Ebertstrasse'yi takip ederek devam ettim. Biraz sonra Soykırım anıtına rastladım. Genişçe bir alana yayılan yüzlerce dikdörtgenler prizması şeklinde gri taş bloklardan oluşan bir anıt, adeta yüzlerce mezar... Dünyanın en büyük anıtını yapsalar dahi ölen 6 milyondan fazla insanı, bu trajediyi yeterince anlatabileceklerini sanmıyorum. Anıtın hemen yanındaki sokağın isminin Hannah Arendt Strasse olması da oldukça manidardı.



Sonunda o meşhur Brandenburg kapısına vardım. Kapının hemen önünde trafiğe kapalı ufak bir meydan vardı. Saat ne yazık ki hala 7 buçuk olduğundan benim o kapıya karşı kahvaltımı yapıp, kahvemi içmem imkansızdı, zira o bahsettiğim ufak meydandaki üç kahveci de henüz açılmamıştı.

Oldukça yakın olduğu için Reichstag'a doğru yürümeye karar verdim. Yol boyunca Türk-Alman ve Avrupa birliği bayrakları görüyordum, sebebini ise bir sonraki gün öğrenecektim. 1800'lü yılların sonunda yapımı tamamlanan, 1933'teki yangına dek parlemento binası olarak görev yapan, yangından sonra 1999'a dek gözden düşen bu bina 12 yıldan beri tekrar parlemento binası olarak kullanılmakta. Kubbesinden özellikle geceleri mükemmel bir Berlin manzarası görüldüğünü biliyordum, ancak pazar sabahın köründe o kubbenin ziyarete açık olacağını ummak fazlasıyla saflık olurdu.

Reichstag'dan sonra, yavaş yavaş hostele doğru yönelmenin vakti gelmişti. Ama önce Friedrichstrasse'yi olabildiğince yürümek istedim. Öyle de yaptım. Stadtmitte durağından metroya binerek kreuzberg'e döndüm.

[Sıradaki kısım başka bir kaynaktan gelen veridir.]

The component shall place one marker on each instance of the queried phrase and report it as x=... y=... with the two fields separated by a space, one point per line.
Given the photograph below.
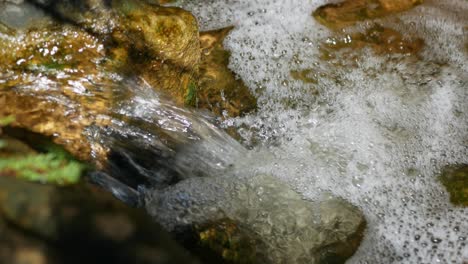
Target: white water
x=378 y=137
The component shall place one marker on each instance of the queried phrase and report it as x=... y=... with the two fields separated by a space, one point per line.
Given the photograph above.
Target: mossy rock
x=86 y=225
x=455 y=180
x=348 y=12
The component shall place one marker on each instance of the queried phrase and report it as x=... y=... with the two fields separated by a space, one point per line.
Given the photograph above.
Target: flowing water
x=373 y=129
x=376 y=131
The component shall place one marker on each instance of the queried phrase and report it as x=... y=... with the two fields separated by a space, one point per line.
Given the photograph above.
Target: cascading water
x=376 y=132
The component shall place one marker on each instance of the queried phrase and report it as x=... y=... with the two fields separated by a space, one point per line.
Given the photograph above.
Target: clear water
x=376 y=133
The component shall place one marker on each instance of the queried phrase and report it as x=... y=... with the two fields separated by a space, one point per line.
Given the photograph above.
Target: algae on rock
x=348 y=12
x=455 y=180
x=281 y=226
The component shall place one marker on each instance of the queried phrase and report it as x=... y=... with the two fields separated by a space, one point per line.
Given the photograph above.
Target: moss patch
x=455 y=180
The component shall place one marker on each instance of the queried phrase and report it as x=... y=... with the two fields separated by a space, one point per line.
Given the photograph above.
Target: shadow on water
x=153 y=143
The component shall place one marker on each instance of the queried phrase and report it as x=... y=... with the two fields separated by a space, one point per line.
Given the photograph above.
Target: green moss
x=191 y=95
x=455 y=180
x=55 y=165
x=4 y=121
x=48 y=167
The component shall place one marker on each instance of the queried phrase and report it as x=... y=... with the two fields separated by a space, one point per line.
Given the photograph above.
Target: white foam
x=377 y=134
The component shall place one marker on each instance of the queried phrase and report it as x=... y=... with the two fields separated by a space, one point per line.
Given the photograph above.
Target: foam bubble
x=376 y=132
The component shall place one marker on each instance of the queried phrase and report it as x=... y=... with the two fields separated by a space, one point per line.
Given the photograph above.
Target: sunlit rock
x=351 y=11
x=56 y=82
x=220 y=90
x=286 y=228
x=159 y=43
x=380 y=39
x=455 y=180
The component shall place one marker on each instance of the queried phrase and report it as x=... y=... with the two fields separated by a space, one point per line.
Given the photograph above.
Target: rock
x=455 y=180
x=278 y=224
x=159 y=43
x=59 y=79
x=348 y=12
x=219 y=90
x=78 y=224
x=382 y=40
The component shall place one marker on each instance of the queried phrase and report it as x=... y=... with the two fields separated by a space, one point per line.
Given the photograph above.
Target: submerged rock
x=58 y=78
x=455 y=180
x=275 y=223
x=219 y=89
x=349 y=12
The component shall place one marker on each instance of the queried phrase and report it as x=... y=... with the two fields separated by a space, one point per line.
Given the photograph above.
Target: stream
x=374 y=129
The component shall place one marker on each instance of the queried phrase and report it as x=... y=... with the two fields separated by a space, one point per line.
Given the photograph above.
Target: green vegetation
x=54 y=165
x=47 y=167
x=191 y=96
x=455 y=180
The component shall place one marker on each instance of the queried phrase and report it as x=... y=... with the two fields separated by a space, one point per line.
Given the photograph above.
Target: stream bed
x=373 y=114
x=375 y=129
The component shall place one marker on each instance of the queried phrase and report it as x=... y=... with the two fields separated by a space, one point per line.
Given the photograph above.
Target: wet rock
x=275 y=221
x=17 y=247
x=218 y=88
x=52 y=82
x=455 y=180
x=159 y=43
x=348 y=12
x=380 y=39
x=60 y=78
x=78 y=224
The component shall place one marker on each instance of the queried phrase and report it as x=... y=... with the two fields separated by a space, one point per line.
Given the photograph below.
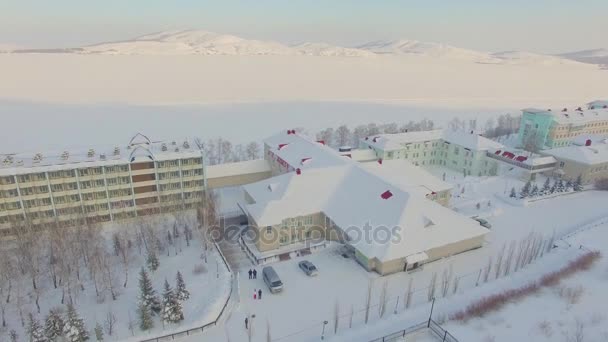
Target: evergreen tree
x=74 y=328
x=35 y=330
x=172 y=308
x=13 y=336
x=98 y=332
x=578 y=184
x=145 y=317
x=53 y=326
x=553 y=187
x=546 y=187
x=180 y=288
x=569 y=185
x=147 y=294
x=560 y=186
x=525 y=191
x=534 y=191
x=152 y=261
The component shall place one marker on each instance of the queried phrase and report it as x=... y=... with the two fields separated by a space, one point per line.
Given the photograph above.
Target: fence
x=201 y=329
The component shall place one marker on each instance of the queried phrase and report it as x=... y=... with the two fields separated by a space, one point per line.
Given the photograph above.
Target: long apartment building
x=141 y=178
x=542 y=129
x=464 y=152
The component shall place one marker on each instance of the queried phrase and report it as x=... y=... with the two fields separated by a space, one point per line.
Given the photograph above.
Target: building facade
x=141 y=179
x=546 y=129
x=459 y=151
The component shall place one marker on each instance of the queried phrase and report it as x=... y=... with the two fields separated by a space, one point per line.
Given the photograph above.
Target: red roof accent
x=387 y=194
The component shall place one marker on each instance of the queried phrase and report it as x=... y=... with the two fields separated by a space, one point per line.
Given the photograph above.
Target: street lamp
x=323 y=332
x=431 y=315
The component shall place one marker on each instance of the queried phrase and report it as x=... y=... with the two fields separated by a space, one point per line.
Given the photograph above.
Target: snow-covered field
x=297 y=314
x=209 y=291
x=193 y=79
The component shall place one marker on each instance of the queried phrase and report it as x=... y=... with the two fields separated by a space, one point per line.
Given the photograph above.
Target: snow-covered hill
x=414 y=47
x=595 y=56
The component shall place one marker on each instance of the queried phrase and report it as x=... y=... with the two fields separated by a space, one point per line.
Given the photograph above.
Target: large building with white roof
x=141 y=178
x=546 y=128
x=586 y=157
x=388 y=212
x=464 y=152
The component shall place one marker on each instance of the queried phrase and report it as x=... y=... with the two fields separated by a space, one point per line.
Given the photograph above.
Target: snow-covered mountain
x=414 y=47
x=595 y=56
x=198 y=42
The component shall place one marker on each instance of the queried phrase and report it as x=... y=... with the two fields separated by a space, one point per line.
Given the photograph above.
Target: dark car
x=308 y=268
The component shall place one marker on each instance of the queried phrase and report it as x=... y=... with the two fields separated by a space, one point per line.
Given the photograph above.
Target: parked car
x=308 y=268
x=272 y=280
x=482 y=222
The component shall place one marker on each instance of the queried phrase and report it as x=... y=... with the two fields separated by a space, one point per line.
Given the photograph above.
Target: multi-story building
x=546 y=128
x=586 y=157
x=99 y=186
x=389 y=216
x=459 y=151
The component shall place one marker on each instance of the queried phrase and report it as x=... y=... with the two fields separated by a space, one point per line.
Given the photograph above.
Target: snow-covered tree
x=147 y=294
x=74 y=328
x=534 y=191
x=180 y=288
x=13 y=336
x=98 y=332
x=145 y=317
x=152 y=261
x=578 y=183
x=172 y=308
x=525 y=191
x=35 y=330
x=546 y=187
x=53 y=326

Hostele vardığımda saat 10'a geliyordu. Evet, resepsiyon açılmıştı. Hayır, sadece valizimi bırBağlantıakabilirdim. Oda saat 1'den önce hazır olmayacaktı. Valizi bıraktım, resepsiyondan aldığım haritayla, amaçsızca kreuzberg sokaklarını dolaştım. Wrangelstrasse'deki Türk fırınındaki teyzenin yaptığı sandviç ve çayla kahvaltı yaptım. Sokaklardaki grafitileri gördüm, Berlindeki yerel seçimlerin posterlerini, Türk adayların resimlerini, Türkçe tabelaları, dükkanları farkettim. Daha sonra lazım olur diye bulduğum bisiklet kiralayan dükkanların yerlerini haritaya işaretledim ve sonunda saat 1 oldu. Hostele dönüp biraz uyumanın vakti gelmişti.

"Biraz" göreceli bir kavram. Uyandığımda saat 6'ya geliyordu ve emin ol bu kadar uyuduğum için pişman değildim sevgili okuyucu. Ne de olsa sabah 5 buçuktan öğlen 1'e kadar gezerek bunu haketmiştim. Yine de çabucak giyinerek çıktım.

Gittiğim şehirleri olabildiğince araştırırım. Gitmeden yaptığım araştırmalarda en fazla bilgiyi Berlin hakkında edinmiştim. Özellikle çukurcuma times isimli blogdan en spesifik ve en yararlı bilgileri edindiğimi söyleyebilirim. Onlardan biri de Berlin Döneri ve Hasır Lokantasıydı. Kottbusser Tor durağına 5 dk uzaklıkta, Dresden Strasse üzerindeki bu lokantada Türkiye'dekinden katlarca daha lezzetli döneri hem de belki iki kat büyük porsiyonla yiyebilir, sadece 4 euroya tıkabasa doyabilirsiniz. Çalışanların hepsi, müşterilerin yüzde doksanın Türkler oluştursa da orada yaşayan Almanlar arasında da oldukça popüler bir lokanta Hasır lokantası

Yemek sonrası şef garsondan aldığım tavsiyeyle, Görlitzer Strasse üzerindeki Mercan kahvesinde Galatasaray-Samsunspor maçını izledim. Maç sonrası tekrar hostele döndüm. Bir hostel klasiği olan, gece dışarı çıkmadan hostelde ucuza içerek oda arkadaşlarıyla kaynaşma rutinini yaptık. Hepimizin ortak noktası Amerikan Kültürü olduğundan, arka planda dvd'den oynayan Superbad hepimizi güldürüp, samimiyetin artmasını hızlandırdı.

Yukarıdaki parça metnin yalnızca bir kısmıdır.